Kalden is brought in five minutes after I'm seated, along with my guest -- apparently the senior and most revered member of the visiting group, Lama Lobsang Chodak, a graying, smiling, sly-looking man in his late 40s. Definite bait for the Dharma Groupies. Chodak bows respectfully when he's presented to me, and I reflexively return the gesture. This makes him laugh softly. For some reason, almost every question I ask gets this same quiet little chuckle when it's relayed to him.
We order before getting down to business. Tandoori chicken for me, and for my companions . . . I have no idea. They ask the middle-aged lady waiting on us if she speaks Hindi. She happily replies in the affirmative, and they converse at length. The only word I recognize is "Coke." It's what Lama Chodak wants to wash down his lunch. After the hostess leaves, I ask Chodak if it's nice to hear a voice from home. His reply, through Kalden, is diplomatic: "He also likes English language, but he doesn't know how to speak."
I decide to get Kalden's particulars before turning to his boss. This thin young man, who wears a suit rather than robes and has a full head of hair, is not a monk, but rather a layperson who assists with lectures and discussions during the tour. At a Buddhist dialect school in India, Kalden studied "Tibetan religious language." It's a difficult subtongue to master, he says, even for those who speak Tibetan.
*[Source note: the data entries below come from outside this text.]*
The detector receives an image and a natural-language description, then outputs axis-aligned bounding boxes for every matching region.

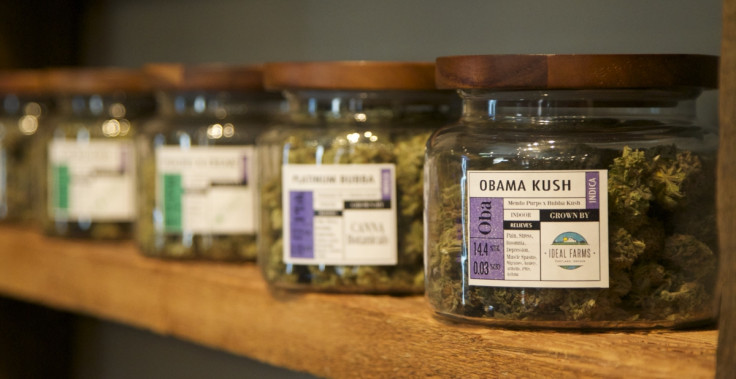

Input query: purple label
[381,168,391,201]
[469,197,504,239]
[289,191,314,259]
[469,197,505,280]
[585,171,599,209]
[469,238,505,280]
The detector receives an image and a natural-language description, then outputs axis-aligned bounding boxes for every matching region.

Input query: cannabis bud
[259,129,431,293]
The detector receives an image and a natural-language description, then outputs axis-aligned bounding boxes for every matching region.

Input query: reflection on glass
[119,119,131,136]
[24,102,41,117]
[178,131,191,149]
[18,116,38,135]
[102,119,121,137]
[346,132,360,143]
[110,103,126,118]
[223,123,235,138]
[89,95,104,115]
[207,123,223,139]
[194,96,206,113]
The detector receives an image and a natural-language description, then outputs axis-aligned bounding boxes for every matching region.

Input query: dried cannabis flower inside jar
[0,70,51,224]
[258,61,458,293]
[136,64,284,260]
[425,54,719,328]
[40,68,154,239]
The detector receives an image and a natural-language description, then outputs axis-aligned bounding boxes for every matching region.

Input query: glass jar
[41,68,155,239]
[259,61,458,293]
[136,64,284,260]
[0,70,52,223]
[425,54,719,328]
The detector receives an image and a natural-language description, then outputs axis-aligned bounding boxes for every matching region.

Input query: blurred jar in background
[0,70,52,223]
[136,63,284,260]
[41,67,155,239]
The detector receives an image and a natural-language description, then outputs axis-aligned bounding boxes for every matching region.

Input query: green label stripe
[162,173,183,232]
[54,165,70,210]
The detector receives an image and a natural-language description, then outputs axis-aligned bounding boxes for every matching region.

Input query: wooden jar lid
[46,67,151,94]
[264,61,436,91]
[144,63,265,91]
[435,54,719,90]
[0,70,45,94]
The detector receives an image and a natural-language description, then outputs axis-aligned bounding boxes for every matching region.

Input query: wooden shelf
[0,226,717,378]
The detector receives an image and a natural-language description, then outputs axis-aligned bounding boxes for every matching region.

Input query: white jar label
[48,139,135,221]
[466,170,609,288]
[156,146,256,234]
[282,164,398,266]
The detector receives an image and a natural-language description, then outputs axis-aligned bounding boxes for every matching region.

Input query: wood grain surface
[718,0,736,377]
[435,54,718,90]
[264,61,436,90]
[144,63,265,91]
[46,67,151,94]
[0,226,717,378]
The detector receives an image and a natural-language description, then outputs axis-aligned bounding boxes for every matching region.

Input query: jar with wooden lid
[0,70,52,223]
[41,67,155,239]
[259,61,458,293]
[425,54,719,328]
[136,63,284,260]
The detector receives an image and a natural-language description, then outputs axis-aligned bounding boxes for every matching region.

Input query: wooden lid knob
[264,61,436,91]
[435,54,719,90]
[144,63,265,91]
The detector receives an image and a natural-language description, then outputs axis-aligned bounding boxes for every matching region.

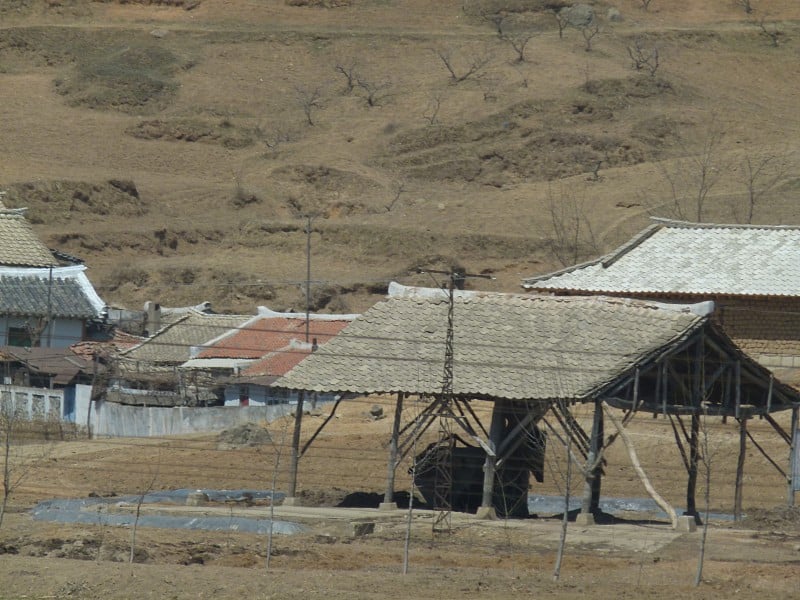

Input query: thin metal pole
[305,215,312,344]
[789,406,799,507]
[734,418,747,521]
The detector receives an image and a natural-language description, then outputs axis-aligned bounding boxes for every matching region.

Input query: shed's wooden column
[477,400,507,519]
[577,398,604,525]
[284,391,305,506]
[381,392,404,510]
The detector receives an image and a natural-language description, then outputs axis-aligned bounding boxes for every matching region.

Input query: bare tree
[757,16,782,47]
[737,0,755,14]
[736,152,791,223]
[552,9,568,40]
[500,30,535,63]
[294,84,324,126]
[551,400,573,582]
[694,411,716,586]
[422,92,443,126]
[265,418,290,570]
[580,22,600,52]
[638,0,655,10]
[627,37,660,76]
[333,56,359,94]
[356,77,392,107]
[479,8,507,36]
[0,394,52,530]
[433,47,492,84]
[261,124,295,154]
[657,119,727,223]
[386,180,408,212]
[545,184,600,267]
[129,451,159,563]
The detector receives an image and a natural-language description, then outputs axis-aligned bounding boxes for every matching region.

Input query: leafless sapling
[422,92,443,126]
[356,76,392,107]
[737,152,791,223]
[694,410,717,587]
[737,0,755,14]
[545,184,600,267]
[757,16,782,47]
[656,118,727,223]
[265,417,290,570]
[333,56,359,94]
[129,451,160,564]
[433,47,492,84]
[627,37,660,76]
[294,84,324,126]
[552,9,568,40]
[500,30,535,63]
[581,22,600,52]
[638,0,655,10]
[386,180,407,212]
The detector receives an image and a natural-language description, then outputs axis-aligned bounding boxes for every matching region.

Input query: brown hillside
[0,0,798,314]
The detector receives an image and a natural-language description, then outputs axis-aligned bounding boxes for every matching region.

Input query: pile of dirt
[741,506,800,532]
[216,423,272,450]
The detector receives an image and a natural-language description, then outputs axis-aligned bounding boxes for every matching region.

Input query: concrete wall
[90,401,300,437]
[0,385,66,421]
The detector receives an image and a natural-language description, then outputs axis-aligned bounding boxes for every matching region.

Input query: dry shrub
[104,266,149,291]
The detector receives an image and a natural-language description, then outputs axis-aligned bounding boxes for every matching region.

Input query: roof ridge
[650,217,800,231]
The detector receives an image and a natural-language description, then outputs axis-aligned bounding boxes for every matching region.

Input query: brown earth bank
[0,0,798,313]
[2,396,800,599]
He's an earnest, patient translator, but he speaks very softly and his accent is thick, and I'm not always sure that I understand him. I notice that he has the word "VOWS" written on the palm of his hand in ink, and underlined. I decide not to ask him what it means.
Theoretically, after all, I'm here to talk to Chodak. So I start with the basics. How did he decide to pursue the monastic life? It began for him at the age of 11. "The interest that he had is something that came from seeing the young monks. [This couldn't have been difficult; according to the New American Desk Encyclopedia; in the mid-1960s monks accounted for around 20 percent of the male population of Tibet.] He got attracted, and he thought that he should also become a monk."
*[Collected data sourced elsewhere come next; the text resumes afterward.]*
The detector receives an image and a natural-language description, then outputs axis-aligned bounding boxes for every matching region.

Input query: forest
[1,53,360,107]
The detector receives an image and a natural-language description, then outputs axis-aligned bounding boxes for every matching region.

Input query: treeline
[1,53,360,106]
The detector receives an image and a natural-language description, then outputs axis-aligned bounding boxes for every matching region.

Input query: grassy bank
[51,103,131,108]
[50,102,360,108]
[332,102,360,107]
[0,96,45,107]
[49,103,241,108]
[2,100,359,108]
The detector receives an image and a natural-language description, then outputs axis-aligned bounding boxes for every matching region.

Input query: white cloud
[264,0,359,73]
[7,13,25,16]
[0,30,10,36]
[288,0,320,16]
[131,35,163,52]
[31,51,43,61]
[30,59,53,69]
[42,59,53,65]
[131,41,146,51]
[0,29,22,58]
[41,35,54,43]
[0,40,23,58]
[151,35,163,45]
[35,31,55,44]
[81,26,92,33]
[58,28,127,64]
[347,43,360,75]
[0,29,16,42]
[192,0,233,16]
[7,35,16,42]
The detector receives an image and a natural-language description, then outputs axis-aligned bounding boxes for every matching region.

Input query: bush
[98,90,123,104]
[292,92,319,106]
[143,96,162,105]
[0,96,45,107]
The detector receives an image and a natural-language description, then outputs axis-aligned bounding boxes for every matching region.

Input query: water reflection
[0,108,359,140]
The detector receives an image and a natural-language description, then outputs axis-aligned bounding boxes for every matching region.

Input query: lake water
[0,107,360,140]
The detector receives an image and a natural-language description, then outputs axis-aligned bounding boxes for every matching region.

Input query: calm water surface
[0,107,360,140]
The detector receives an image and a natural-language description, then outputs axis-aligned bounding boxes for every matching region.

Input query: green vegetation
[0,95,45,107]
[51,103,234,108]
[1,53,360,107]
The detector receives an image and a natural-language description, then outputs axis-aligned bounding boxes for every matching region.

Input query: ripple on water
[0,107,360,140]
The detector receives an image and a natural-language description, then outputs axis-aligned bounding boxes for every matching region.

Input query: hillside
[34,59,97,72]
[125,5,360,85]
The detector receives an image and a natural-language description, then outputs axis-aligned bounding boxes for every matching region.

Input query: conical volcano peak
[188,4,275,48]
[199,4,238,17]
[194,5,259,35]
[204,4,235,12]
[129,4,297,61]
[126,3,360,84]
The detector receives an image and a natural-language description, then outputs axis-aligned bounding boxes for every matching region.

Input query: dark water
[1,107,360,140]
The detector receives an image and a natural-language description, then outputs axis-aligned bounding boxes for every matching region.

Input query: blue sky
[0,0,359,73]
Chodak was 18 when he left Tibet to take up residence in the Drepung Loseling monastery, which had relocated in the south of India after the Chinese occupation. The escape from Tibet was "very dangerous . . . you are somehow escaping the Chinese bullet, and you can hear everywhere shooting, violence, gunfire. He was somehow in a very dangerous position."
A lovely, fragrant roasted chicken over rice is set before me, and a variety of small pots of orangey-brown stew are given to Kalden and Chodak. Their dishes are, as it happens, vegetarian, although neither of them is a strict vegetarian. At their urging, I sample their lunches -- Kalden's is full of lentils -- but I must confess that their choices seem a little bland to me; my Western palate finds the deliciously smoky bird more appealing. While we eat, Chodak-via-Kalden explains the sand mandala to me.
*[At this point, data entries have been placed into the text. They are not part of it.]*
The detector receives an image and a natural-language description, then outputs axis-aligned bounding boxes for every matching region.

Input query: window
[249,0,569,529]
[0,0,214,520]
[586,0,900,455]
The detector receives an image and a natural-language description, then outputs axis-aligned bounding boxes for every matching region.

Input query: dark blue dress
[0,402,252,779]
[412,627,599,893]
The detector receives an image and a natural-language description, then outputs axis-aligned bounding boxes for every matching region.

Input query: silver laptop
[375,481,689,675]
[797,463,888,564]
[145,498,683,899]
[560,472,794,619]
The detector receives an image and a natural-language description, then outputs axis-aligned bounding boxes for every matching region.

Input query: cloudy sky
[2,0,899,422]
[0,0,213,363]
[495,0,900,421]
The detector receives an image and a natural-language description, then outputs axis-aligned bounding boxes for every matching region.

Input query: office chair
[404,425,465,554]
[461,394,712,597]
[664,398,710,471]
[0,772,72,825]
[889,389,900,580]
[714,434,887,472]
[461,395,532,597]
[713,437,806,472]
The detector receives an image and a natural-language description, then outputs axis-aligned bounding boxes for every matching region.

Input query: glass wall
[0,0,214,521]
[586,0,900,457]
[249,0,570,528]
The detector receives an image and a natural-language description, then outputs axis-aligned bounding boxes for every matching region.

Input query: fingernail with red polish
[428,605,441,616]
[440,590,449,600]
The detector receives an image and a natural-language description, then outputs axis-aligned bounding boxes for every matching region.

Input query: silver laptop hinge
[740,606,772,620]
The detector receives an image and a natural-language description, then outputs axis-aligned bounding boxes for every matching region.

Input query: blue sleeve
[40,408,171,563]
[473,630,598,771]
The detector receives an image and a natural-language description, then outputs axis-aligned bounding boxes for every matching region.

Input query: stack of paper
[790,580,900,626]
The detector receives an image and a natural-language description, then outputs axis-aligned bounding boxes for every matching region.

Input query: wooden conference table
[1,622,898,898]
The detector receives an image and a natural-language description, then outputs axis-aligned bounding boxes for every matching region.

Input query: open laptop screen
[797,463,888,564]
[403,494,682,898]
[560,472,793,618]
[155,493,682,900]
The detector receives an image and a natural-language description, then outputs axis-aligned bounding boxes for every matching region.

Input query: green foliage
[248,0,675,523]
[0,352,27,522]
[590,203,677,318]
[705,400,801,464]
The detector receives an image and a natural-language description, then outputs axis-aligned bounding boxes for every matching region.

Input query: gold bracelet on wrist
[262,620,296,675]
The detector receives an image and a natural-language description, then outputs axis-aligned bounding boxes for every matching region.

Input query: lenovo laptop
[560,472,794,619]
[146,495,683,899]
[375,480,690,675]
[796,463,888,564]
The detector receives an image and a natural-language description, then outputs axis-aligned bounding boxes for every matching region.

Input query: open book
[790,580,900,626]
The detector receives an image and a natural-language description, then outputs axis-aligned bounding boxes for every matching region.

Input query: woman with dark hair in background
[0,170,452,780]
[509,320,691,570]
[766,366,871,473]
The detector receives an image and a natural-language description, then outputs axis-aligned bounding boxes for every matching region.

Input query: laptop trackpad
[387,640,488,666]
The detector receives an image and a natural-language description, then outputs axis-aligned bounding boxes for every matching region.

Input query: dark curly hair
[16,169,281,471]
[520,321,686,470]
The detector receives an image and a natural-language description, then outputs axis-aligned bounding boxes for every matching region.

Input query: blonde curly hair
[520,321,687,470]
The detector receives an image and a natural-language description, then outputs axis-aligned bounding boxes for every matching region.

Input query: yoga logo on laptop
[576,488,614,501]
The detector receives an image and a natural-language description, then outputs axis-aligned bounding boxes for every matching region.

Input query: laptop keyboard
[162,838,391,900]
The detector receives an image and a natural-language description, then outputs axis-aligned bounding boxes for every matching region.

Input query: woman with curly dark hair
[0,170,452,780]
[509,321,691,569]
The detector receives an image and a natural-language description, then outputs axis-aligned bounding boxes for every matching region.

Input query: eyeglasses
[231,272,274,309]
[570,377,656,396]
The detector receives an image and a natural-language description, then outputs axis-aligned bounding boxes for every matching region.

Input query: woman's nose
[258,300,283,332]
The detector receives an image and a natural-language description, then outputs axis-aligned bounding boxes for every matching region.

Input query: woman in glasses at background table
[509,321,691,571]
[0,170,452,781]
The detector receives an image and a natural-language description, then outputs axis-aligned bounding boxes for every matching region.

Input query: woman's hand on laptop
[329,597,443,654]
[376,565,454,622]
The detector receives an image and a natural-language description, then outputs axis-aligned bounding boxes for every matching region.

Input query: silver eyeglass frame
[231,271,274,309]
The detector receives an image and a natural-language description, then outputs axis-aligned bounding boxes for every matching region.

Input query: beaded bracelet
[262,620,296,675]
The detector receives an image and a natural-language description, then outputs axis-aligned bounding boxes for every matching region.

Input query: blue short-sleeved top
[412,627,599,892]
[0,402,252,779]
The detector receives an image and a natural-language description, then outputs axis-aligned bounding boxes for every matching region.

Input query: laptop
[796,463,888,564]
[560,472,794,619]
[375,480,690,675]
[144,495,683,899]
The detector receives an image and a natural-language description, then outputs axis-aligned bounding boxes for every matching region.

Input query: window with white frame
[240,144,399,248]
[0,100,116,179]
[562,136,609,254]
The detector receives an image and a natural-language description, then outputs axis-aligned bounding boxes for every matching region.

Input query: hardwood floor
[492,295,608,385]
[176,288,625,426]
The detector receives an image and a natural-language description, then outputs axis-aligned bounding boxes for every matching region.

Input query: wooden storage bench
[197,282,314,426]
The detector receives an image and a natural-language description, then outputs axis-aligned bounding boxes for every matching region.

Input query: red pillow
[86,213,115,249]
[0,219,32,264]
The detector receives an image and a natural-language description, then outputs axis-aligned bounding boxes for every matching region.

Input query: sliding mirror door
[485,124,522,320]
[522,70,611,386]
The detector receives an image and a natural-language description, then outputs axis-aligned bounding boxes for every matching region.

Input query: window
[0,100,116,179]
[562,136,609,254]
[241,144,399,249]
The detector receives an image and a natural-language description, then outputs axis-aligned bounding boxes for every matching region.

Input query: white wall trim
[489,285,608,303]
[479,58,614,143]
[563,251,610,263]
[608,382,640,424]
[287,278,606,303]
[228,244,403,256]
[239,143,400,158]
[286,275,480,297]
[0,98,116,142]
"The mandala is a house," I'm told, "or you can say a celestial abode, or a mystical abode of any meditation deity. They try to drive the people into spiritual experiences. Some people are familiar with the Healing Buddha of Boundless Light; some people are familiar with the Buddha of Wisdom. It almost depends on the latency or imprint or potential that he has -- whatever the connection he is to that Buddha, he will go into that part to have a spiritual experience."